Staff turnover in call centres remains some 25 per cent higher than in other workplaces, but operators who embrace flexible working and offer better benefits can shed themselves of their sweat-shop image, research has suggested.
A study by Britain's Chartered Institute of Personnel and Development, Institute of Customer Service and Aston Business School found that call centres which addressed work-life balance and flexible working issues experienced better results and reduced staff turnover.
They also become more attractive to under-used groups, such as parents and students.
David Parsons, chief executive of the Institute of Customer Service, said: "Call centres and other UK customer services roles have a poor reputation. They are often referred to as low paid and low skilled. But they don't have to be modern day sweatshops.
"They should remain employee focused to create a positive and supportive culture as they rely on staff to retain customers and promote the brand.

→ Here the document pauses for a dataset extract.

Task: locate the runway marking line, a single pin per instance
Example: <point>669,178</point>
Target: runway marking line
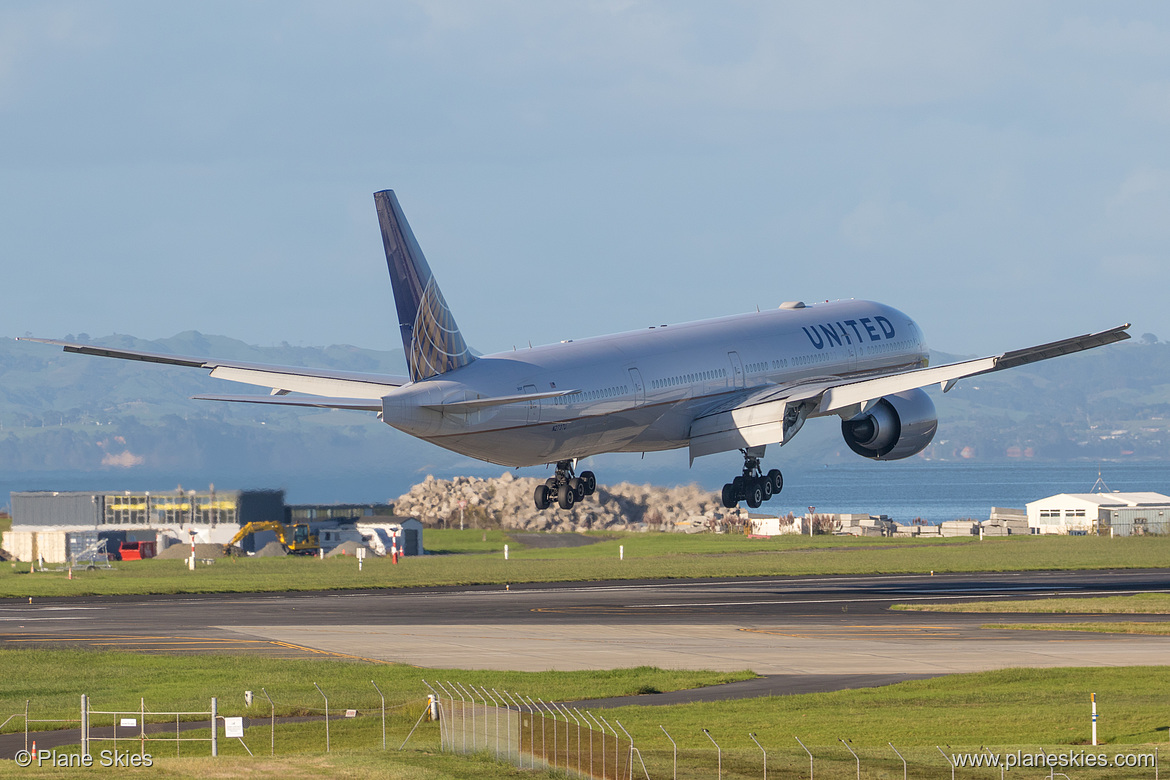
<point>130,643</point>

Treating staff as individuals, rewarding them for success and helping them to fit work around other commitments demonstrates appreciation, and can make all the difference in retaining staff and improving performance," he added.
Flexible benefits needed to be combined with the total reward package if they were to produce positive results, he suggested.
Organisations that developed a benefit package that met the needs of both the business and employees generally achieved a higher standard of customer service.
Organisations with the highest levels of customer service tended to use individual performance related pay, performance judged against customer satisfaction, not just productivity and team-based communication, reward and recognition schemes Charles Cotton, CIPD adviser, said: "High performance requires staff to feel valued and depends on line managers or supervisors providing support and feedback to all staff, and engaging with them to understand their individual needs.
"There is no one size fits all solution, and what works for one employee or drives the reward strategy for one organisation may not work for another."